Because The Scientist demonstrates no sense of compassion, self-sacrifice and responsibility, his creations then not only turn on him, but start to destroy the world as an extension of his own selfishness. This is exactly why Krank steals children's dreams which fuels the Octopus' thief-turned-slave orphanage organisation. What's more, Krank's corruption fuels the religious turmoil in the city - the organisation that want to steal everyone's sight and sacrifice themselves to God. These people are all corrupt and, by working selfishly - sometimes pretending to be selfless - and in vain, enact numerous positive feedback loops of devastation and malevolence throughout society. Thus, the whole city slowly descends into chaos. This is a phenomena - innocuous individual actions contributing to the downfall of a nation - that historians and theorists use to describe how Nazi Germany and Communist Russia were established and became so murderously corrupt; all it takes is the lightest tip of the first individual domino. A figure that is then particularly divisive, yet seemingly practical and purposefully placed into this narrative, is the flea circus ringmaster who's fleas injected people with a serum that has them turn on one another. He seems to play a pivotal role in letting the corrupt destroy themselves so that the righteous may prevail.
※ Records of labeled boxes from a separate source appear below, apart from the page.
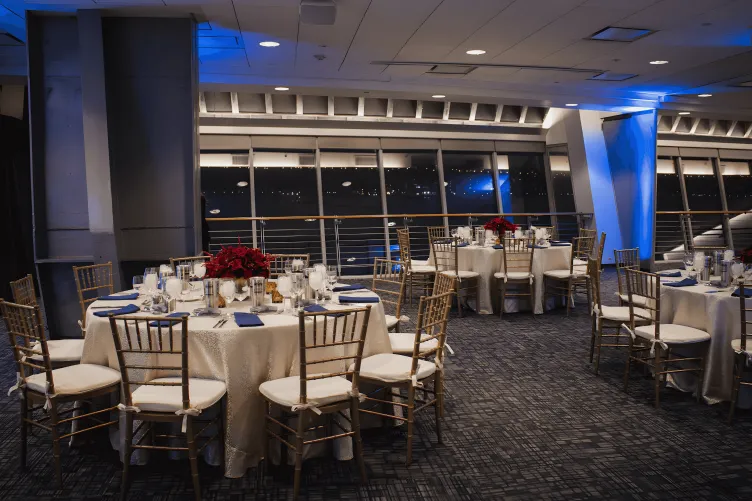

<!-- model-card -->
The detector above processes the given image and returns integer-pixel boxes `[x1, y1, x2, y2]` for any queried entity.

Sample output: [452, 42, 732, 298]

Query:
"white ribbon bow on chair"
[175, 407, 201, 433]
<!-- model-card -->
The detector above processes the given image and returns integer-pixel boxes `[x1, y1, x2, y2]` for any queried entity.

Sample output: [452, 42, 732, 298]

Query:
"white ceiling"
[0, 0, 752, 115]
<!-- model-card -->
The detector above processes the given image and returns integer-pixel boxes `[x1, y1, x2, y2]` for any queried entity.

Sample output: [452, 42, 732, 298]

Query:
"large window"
[253, 150, 321, 261]
[201, 152, 253, 252]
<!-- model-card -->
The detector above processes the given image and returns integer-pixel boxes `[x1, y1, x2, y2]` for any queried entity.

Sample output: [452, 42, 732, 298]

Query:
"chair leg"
[350, 397, 368, 483]
[292, 411, 306, 499]
[405, 386, 415, 466]
[19, 388, 29, 470]
[433, 371, 444, 444]
[49, 401, 63, 488]
[120, 412, 133, 501]
[185, 416, 201, 501]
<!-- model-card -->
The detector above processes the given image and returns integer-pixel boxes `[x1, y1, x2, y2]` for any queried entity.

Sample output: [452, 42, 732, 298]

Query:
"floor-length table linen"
[81, 292, 391, 478]
[429, 245, 572, 315]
The final message of this film, having established these ideas of corruption, compassion and the significance of father figures, then sees Krank get exactly what he wants and Miette grow up during their final confrontation in the dream machine. Krank, who, like Coraline, over indulges in dreams and childhood, is made a child whose evil and vain positive feedback loop keeps him perpetually immature. Added to this, Miette, who not only finds and establishes a loving relationship with One, but is willing to sacrifice herself for it, then out-grows Krank and, despite his intellect, outsmarts him. What this then suggests is that good parents, good parental figures, give birth not only to good children, but children who will transcend their being, whilst corrupt, vain parental figures lay the tracks for the possible destruction of everything. This is why, in the end, seeing all of his papers raining aflame around him, that The Scientist suddenly doesn't want to die; he is reminded of who he was and seemingly falls in love with his own creations again; he cannot, and does not, change himself, only hides away from society and the past. A natural order then finalises his movement towards destruction with the bird perching on the detonator. What can be said of his children after this, who escape the explosion in the boat, is unknown. Maybe this is a positive caveat; maybe they will be good men despite their father's corruption. What is not ambiguous, however, is the journey that One, Miette and Dunree have established; it is one, thanks to its basis in rational compassion, that will mature along a path towards a higher place - a place that is hopefully not one of lost children searching for good parental figures to guide them.

It's this profound and intricate subtext - which has more elements to it than what we've covered - that really seals The City Of Lost Children as a great film in my view. However, these are just my thoughts. Have you seen The City Of Lost Children? What do you think about all we've covered, and maybe skipped over, today?